AES is in the midst of a massive, capital-intensive transition from a legacy fossil fuel power producer to a leading developer of renewable energy and battery storage. While this strategic pivot is necessary for long-term survival, it is incredibly expensive. In a high interest rate environment, the economics of financing these massive infrastructure projects become significantly strained, pressuring near-term free cash flow.
Our DCF valuation reflects the reality of a highly leveraged utility operating in a complex global environment. While the contracted backlog of renewable projects is impressive, the execution risks, sovereign risks in Latin America, and the sheer cost of capital required act as significant headwinds. The current valuation appears roughly fair, offering little margin of safety for the myriad risks involved in the transition.
A low 3% growth rate reflects the immense capital expenditures required to transition the portfolio toward renewables, which severely restricts free cash flow available to equity holders in the near-to-medium term.

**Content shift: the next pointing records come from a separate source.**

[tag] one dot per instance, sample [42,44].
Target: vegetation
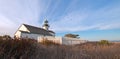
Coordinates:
[71,35]
[30,49]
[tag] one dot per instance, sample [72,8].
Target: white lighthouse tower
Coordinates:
[46,25]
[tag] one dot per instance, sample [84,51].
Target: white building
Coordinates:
[28,31]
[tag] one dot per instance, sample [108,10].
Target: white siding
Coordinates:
[32,36]
[23,28]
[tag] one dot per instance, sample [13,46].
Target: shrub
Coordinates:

A high 9.5% discount rate is necessary to account for AES's substantial debt load, exposure to emerging market political and currency risks, and the execution risk inherent in its massive construction pipeline.
A 2.0% terminal growth rate assumes the company will eventually stabilize as a mature, lower-growth green utility, tracking slightly below broader economic growth.

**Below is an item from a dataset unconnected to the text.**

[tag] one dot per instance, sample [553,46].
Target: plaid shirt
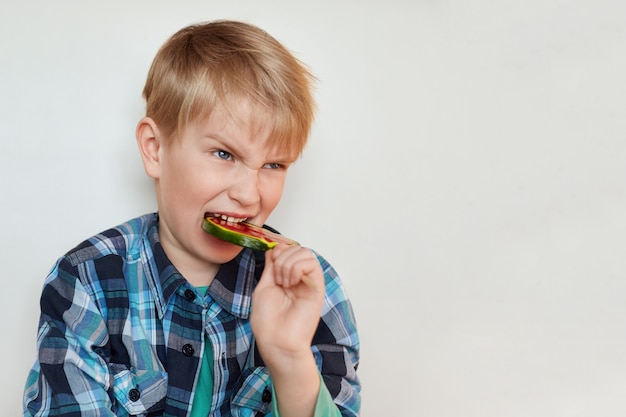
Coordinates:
[121,333]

Intrinsic value per share under varying discount rate and terminal growth rate assumptions.
| WACC ↓ / Terminal → | 1.5% | 2.0% | 2.5% | 3.0% | 3.5% |
|---|---|---|---|---|---|
| 1.5% | $17.96 | $15.20 | $13.17 | $11.62 | $10.40 |
| 2.0% | $19.76 | $16.47 | $14.11 | $12.35 | $10.98 |
| 2.5% | $21.96 | $17.96 | $15.20 | $13.17 | $11.62 |
| 3.0% | $24.70 | $19.76 | $16.47 | $14.11 | $12.35 |
| 3.5% | $28.23 | $21.96 | $17.96 | $15.20 | $13.17 |
■ Undervalued vs current price ■ Overvalued vs current price
While earnings and EBITDA might grow as projects come online, the massive capital expenditures required to build those projects consume the vast majority of cash generated. Free cash flow (cash left after capital expenditures) remains constrained during this heavy investment phase.
Utilities and independent power producers are highly capital-intensive and carry significant debt. High interest rates increase the cost of servicing existing debt and make financing new solar and wind projects much more expensive, directly reducing profitability.

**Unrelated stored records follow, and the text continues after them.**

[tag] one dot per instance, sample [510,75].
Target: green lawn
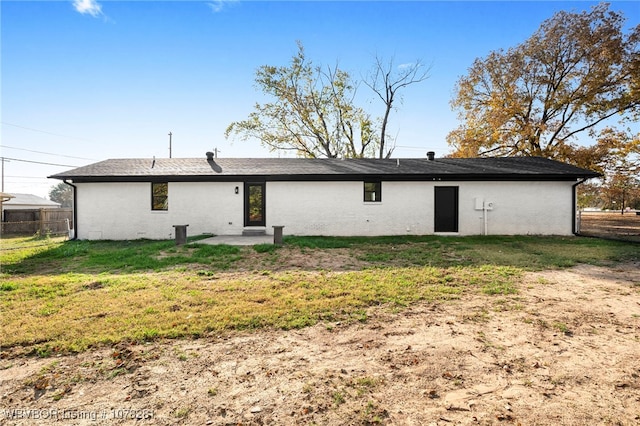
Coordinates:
[58,296]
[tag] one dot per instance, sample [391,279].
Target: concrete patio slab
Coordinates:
[238,240]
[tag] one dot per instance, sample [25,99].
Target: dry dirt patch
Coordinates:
[562,351]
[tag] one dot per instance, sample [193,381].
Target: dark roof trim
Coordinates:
[327,178]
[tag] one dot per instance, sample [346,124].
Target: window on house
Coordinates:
[159,196]
[373,191]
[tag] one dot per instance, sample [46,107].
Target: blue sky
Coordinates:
[88,80]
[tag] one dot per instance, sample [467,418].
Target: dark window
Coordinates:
[373,191]
[159,196]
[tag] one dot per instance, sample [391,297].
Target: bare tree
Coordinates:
[386,80]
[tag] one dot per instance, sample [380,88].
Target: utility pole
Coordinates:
[2,160]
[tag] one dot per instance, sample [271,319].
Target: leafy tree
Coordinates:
[62,193]
[386,81]
[573,75]
[313,113]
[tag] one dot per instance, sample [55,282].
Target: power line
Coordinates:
[43,131]
[35,162]
[48,153]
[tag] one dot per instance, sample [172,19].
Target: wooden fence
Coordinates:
[41,221]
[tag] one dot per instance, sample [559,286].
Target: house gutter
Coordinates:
[75,210]
[574,203]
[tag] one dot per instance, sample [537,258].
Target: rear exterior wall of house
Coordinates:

It is a double-edged sword. It provides growth opportunities outside mature markets, but exposes the company to currency fluctuations, political instability, and unpredictable regulatory changes in emerging markets, necessitating a higher discount rate.
Disclaimer: The numbers presented on this page are for educational and entertainment purposes only. They are the result of a deterministic mathematical model fed with assumptions generated by an Artificial Intelligence (Gemini 3.1). This does not constitute investment advice. Always conduct your own due diligence before investing in the stock market.